On the other hand, if you’ve already heard too many self-conscious, swaggering versions of ‘Seventh Son’ you’d best steer clear of it, as it manages to be both strained and lackluster at the same time. ‘Wild Mountain Thyme’ is equally bland, though not overtly offensive. But who wouldn’t rather hear the Byrds’ or Joan Baez’ or anybody else’s version? The same could be said of ‘Iko Iko’. You can’t quite put your finger on what’s missing; the arrangement’s fine, he sings all the right words, and it’s well-produced. But the result is simply flat. If you want to hear this song done properly, check out Dr. John’s recent version, the finest thing he’s done in years, or even the Dixie Cups.

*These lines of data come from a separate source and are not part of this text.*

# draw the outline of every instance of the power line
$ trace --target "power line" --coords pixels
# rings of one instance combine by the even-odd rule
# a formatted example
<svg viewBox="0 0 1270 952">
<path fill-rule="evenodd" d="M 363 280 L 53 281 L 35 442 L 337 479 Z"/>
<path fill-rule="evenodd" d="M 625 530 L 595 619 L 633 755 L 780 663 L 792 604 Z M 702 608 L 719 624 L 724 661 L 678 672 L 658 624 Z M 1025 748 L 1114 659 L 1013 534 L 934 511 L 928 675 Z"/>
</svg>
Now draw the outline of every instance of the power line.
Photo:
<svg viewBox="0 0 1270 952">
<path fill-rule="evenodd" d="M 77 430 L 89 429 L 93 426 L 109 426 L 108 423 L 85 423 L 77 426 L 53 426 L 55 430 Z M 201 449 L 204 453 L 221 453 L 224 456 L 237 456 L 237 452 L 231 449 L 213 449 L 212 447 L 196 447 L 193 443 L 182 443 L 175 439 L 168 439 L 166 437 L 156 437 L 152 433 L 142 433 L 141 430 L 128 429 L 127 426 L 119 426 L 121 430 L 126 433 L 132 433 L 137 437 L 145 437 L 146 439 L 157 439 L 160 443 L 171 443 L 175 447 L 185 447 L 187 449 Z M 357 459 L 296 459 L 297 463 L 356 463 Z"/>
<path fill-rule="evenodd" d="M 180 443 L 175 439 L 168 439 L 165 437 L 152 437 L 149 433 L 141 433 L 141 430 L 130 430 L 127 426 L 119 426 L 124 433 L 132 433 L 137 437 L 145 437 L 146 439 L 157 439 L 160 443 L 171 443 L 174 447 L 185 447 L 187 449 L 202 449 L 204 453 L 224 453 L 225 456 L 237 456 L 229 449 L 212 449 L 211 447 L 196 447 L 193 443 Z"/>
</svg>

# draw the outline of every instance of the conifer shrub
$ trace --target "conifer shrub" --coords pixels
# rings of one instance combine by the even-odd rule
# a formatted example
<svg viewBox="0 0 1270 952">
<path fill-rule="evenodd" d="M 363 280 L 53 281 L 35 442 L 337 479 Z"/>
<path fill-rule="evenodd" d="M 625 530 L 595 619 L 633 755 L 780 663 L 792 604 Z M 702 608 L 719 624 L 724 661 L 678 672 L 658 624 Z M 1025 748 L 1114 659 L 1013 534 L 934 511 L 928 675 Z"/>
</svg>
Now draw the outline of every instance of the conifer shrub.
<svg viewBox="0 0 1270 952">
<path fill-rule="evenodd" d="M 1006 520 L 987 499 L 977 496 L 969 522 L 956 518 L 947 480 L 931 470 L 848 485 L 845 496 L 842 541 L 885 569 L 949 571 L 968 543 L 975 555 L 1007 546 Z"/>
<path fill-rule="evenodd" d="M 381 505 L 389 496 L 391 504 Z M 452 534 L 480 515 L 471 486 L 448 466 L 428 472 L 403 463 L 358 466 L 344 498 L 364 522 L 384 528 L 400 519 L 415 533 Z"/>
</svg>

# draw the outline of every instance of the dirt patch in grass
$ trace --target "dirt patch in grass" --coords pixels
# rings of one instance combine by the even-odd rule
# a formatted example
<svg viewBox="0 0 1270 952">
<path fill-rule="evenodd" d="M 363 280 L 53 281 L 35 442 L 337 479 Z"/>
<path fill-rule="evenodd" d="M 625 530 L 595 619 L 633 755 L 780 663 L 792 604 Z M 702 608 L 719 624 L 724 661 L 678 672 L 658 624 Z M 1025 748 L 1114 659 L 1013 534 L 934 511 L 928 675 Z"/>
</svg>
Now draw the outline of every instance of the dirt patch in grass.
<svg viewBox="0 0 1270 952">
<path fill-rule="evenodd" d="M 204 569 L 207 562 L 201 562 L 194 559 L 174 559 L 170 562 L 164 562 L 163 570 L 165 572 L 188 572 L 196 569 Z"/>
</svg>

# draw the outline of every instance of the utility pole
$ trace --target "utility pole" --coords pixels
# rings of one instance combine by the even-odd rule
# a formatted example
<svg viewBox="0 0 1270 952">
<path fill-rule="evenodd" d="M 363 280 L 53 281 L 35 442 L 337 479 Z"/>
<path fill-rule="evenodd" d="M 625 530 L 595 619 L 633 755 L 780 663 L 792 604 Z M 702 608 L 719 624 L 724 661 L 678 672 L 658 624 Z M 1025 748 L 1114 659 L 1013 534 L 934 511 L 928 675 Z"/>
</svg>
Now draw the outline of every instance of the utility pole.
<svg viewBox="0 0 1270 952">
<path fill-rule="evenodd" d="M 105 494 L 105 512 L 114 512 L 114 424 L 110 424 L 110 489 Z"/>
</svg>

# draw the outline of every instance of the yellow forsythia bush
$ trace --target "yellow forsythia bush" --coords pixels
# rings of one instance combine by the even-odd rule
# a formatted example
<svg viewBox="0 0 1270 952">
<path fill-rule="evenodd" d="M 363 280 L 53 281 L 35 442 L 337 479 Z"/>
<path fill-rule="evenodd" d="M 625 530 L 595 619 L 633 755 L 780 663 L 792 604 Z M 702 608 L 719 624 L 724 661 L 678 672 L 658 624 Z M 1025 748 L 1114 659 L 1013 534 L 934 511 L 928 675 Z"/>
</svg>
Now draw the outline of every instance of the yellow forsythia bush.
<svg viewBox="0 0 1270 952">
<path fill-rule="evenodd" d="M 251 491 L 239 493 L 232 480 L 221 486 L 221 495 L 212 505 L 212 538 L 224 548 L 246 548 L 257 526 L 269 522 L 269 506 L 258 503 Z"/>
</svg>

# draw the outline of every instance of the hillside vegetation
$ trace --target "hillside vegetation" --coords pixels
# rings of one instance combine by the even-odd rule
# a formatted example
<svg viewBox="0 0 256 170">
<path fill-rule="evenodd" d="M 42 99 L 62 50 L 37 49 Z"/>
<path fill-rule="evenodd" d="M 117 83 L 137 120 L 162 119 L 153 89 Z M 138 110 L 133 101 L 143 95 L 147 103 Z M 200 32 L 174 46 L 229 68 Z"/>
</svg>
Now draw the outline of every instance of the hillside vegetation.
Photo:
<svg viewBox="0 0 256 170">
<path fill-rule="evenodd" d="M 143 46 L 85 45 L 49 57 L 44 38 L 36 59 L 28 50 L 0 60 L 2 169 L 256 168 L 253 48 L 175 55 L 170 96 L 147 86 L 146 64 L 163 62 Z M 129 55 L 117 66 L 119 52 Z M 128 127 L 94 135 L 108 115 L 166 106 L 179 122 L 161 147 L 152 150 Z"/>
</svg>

Maybe that’s my objection to Baldry: that he takes good songs from real artists and diverts attention from them with his lifeless copies. A case in point is ‘Jubilee Cloud’, which burns and glitters with joyful exuberance on John Kongos’ second album. Baldry sounds like he’s falling asleep about halfway through each verse, and the ultimate dullness of this track is so intense that I can’t help asking, “Why did he bother?” If they had as much taste as they apparently do loyalty, Stewart and John could do us all a big favor by lending their names to some of the really brilliant English comeback artists, such as Phillip Goodhand-Tait, who are being shamefully overlooked.
An embarrassing exercise in pure Music Hall like ‘Everything Stops for Tea’ makes me wonder what Baldry’s self-image must be. This concoction of sound effects and pointless dialogue amounts to no more than a weak swipe at England’s penchant for tea, which the Kinks at their worst were able to bring off with a hundred times more subtlety.
Basically, I think John Baldry is just a well-meaning schlep. He’s always had good taste, recognized worthy songs and musicians, and wanted to emulate them. Because he’s probably a likeable chap, they tolerate him, but I’m hard put to believe that anyone could listen to his music and take it seriously. I wasn’t quite sure of Baldry’s utter lameness until I listened to ‘Lord Remember Me’, which is his attempt at the type of bastardized gospel raveup that everybody from Leon Russell to Mylon has been able to whip audiences into a frenzy with during the last couple of years. It takes a real instinct for mediocrity to fail at such an undertaking, but Baldry does so with such effortlessness that you just have to marvel. With all the itinerant gospel choruses making the rounds these days, it take something to find a group that can sing this ineptly – and from all available evidence, I think that has to be the greatest talent John Baldry has.